Fractions are a way to represent parts of a whole. In this exercise, Mandy's spending in each store is described as a fraction of the money she has at each stage of her shopping. A fraction consists of two parts:

• The numerator (the top number), which tells us how many parts we have.
• The denominator (the bottom number), which tells us how many parts make up a whole.

For example, when Mandy spends \(\frac{2}{5}\) of her money in the first store, it means out of every five parts, she spends two.
Understanding fractions is crucial for dividing amounts into parts, which is a fundamental skill in many areas, including algebra and finance. The same method is applied throughout the problem to determine how much money remains after she spends in each store.

Linear equations involve equations of the form \( ax + b = 0 \). These equations are used to find an unknown value. In the context of this problem, the linear equation helps determine Mandy's initial amount of money.
Mandy's remaining balance calculation after all her spending is summarized by the equation \(\frac{3}{50}x = 6\). This equation is linear because it represents a straight-line relationship between \(x\) and the constants.

• To solve, you isolate \(x\) by performing operations such as multiplication or division.
• The goal is to have \(x\) on one side of the equation, resulting in the solution \(x = 100\).

By understanding and applying the principles of linear equations, you can solve problems involving relationships of unknowns and enumerated values effectively.

Word problems are real-life scenarios presented in a textual format. They require translating words into mathematical expressions to find a solution. In Mandy's shopping scenario, we translate the descriptions of her spending into mathematical terms.
When dealing with word problems:

• Identify the unknowns and define them with variables. Here, we define Mandy's initial amount as \(x\).
• Break down the problem step-by-step, reflecting each action in the story with a mathematical operation.
• Utilize the context provided to set up equations that model the situation, like calculating after each shopping step to find the remaining money.
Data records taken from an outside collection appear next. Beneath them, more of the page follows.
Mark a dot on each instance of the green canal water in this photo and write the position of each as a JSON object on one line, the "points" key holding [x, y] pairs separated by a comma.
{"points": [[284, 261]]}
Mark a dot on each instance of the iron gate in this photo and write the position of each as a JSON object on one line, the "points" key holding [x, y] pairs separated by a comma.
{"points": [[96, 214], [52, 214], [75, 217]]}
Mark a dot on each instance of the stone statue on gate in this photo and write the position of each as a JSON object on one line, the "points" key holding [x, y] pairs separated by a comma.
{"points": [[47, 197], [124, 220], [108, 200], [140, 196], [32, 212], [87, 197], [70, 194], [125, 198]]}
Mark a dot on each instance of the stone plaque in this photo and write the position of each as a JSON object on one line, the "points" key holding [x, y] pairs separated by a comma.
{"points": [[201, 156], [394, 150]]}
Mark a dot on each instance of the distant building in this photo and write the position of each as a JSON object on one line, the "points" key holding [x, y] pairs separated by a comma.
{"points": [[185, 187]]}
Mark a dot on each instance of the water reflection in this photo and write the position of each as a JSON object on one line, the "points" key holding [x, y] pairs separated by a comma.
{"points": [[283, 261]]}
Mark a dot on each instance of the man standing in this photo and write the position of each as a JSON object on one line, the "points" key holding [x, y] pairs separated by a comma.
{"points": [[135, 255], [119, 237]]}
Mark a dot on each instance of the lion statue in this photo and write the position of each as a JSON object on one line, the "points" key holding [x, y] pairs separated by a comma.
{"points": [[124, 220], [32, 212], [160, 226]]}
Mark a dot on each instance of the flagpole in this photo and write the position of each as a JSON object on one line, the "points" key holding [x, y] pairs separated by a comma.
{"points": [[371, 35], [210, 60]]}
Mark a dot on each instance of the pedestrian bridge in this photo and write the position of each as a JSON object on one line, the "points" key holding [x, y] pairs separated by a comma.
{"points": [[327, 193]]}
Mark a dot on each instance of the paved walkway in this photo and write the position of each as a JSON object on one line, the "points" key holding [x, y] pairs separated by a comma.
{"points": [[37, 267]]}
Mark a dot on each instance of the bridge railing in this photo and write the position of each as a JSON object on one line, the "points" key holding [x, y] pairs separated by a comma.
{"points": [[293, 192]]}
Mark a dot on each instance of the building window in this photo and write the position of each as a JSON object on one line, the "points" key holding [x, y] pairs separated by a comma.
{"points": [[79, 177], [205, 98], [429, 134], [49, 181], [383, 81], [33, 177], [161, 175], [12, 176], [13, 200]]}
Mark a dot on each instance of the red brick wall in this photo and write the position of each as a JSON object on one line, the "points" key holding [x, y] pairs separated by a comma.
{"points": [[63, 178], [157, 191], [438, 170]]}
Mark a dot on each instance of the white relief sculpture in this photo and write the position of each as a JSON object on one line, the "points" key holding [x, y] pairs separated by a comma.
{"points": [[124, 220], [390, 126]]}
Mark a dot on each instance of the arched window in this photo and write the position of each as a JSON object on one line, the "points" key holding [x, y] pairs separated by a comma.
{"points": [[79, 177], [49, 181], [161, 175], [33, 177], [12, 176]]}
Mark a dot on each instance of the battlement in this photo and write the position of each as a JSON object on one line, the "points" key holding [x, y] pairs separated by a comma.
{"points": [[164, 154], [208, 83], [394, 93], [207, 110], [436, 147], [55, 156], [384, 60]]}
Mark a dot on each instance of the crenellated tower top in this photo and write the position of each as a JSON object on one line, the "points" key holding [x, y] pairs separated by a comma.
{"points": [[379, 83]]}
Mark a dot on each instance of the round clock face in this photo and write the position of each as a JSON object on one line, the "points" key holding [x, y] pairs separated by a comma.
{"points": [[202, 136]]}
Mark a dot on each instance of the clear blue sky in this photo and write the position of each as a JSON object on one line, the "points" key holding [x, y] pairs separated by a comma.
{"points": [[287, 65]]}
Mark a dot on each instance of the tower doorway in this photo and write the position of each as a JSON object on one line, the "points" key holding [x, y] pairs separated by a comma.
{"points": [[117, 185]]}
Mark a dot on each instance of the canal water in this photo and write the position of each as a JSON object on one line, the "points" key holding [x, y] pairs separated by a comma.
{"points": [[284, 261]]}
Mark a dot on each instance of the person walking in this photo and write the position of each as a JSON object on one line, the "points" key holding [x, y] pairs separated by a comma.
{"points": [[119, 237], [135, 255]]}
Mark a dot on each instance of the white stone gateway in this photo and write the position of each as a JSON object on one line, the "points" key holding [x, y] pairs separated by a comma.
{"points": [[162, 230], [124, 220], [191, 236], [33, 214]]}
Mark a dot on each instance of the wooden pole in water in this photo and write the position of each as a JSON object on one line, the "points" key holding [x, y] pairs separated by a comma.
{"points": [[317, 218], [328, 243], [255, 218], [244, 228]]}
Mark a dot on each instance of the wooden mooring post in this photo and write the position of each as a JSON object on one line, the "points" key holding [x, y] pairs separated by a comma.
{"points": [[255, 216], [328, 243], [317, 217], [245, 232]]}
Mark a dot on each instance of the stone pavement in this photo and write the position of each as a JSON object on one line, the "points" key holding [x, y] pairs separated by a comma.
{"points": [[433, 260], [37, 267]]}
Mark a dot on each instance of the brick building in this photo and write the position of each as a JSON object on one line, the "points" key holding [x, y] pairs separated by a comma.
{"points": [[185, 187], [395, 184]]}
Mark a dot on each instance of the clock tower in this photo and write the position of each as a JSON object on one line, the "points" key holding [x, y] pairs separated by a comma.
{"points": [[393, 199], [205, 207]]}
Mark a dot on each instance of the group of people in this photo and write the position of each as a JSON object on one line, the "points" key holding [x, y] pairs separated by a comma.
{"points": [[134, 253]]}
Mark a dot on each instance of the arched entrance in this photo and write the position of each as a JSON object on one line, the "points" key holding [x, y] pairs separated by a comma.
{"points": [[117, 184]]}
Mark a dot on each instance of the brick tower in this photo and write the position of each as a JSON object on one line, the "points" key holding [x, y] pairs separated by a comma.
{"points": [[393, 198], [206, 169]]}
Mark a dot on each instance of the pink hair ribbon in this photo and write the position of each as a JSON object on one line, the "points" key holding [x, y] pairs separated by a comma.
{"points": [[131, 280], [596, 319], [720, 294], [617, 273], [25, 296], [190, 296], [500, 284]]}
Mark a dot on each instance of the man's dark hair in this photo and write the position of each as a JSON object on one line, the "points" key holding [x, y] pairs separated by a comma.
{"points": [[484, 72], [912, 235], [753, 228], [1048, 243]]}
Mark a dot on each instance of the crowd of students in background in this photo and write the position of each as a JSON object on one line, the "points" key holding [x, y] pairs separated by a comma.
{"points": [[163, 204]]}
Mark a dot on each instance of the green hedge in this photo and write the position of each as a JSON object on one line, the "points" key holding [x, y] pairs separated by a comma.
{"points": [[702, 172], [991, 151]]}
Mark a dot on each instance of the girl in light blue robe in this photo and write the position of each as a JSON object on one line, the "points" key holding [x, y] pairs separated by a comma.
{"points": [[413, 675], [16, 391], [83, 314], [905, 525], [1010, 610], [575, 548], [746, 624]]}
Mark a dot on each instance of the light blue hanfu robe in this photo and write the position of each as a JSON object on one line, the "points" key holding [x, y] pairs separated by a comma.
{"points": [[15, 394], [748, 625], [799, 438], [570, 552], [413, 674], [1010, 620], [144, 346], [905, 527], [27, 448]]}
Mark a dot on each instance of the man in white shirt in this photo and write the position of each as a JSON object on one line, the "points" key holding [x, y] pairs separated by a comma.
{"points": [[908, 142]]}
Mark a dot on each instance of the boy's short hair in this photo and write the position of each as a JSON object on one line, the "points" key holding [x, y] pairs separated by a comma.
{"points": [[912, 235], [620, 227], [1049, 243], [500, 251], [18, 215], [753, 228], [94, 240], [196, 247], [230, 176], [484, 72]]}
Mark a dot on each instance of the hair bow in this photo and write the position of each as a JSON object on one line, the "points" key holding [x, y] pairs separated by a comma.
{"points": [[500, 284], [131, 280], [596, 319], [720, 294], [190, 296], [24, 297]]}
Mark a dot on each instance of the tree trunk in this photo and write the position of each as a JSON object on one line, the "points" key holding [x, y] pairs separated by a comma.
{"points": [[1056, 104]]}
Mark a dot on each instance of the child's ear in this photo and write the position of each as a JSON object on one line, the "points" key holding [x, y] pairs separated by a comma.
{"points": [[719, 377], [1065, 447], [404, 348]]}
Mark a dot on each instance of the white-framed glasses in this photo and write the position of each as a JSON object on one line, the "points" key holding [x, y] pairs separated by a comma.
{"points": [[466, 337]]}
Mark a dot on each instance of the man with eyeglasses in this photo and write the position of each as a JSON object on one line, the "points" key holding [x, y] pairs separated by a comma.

Word problems, although appearing complex, become manageable when each detail is addressed clearly and mathematically.

Monetary transactions refer to the exchange or spending of money, crucial for budgeting and financial planning. This problem illustrates Mandy's transactions over several stores.
To approach transaction problems, consider these steps:

• Calculate how much money is spent and what remains after each transaction.
• Understand the monetary terms: "spend" reduces the total money, while "remaining" refers to what is left.
• Translate descriptions into percentage or fraction terms to facilitate calculations.

This problem shows that even simple monetary spendings can require careful calculation, particularly when multiple transactions affect the remaining balance sequentially, leading to the conclusion.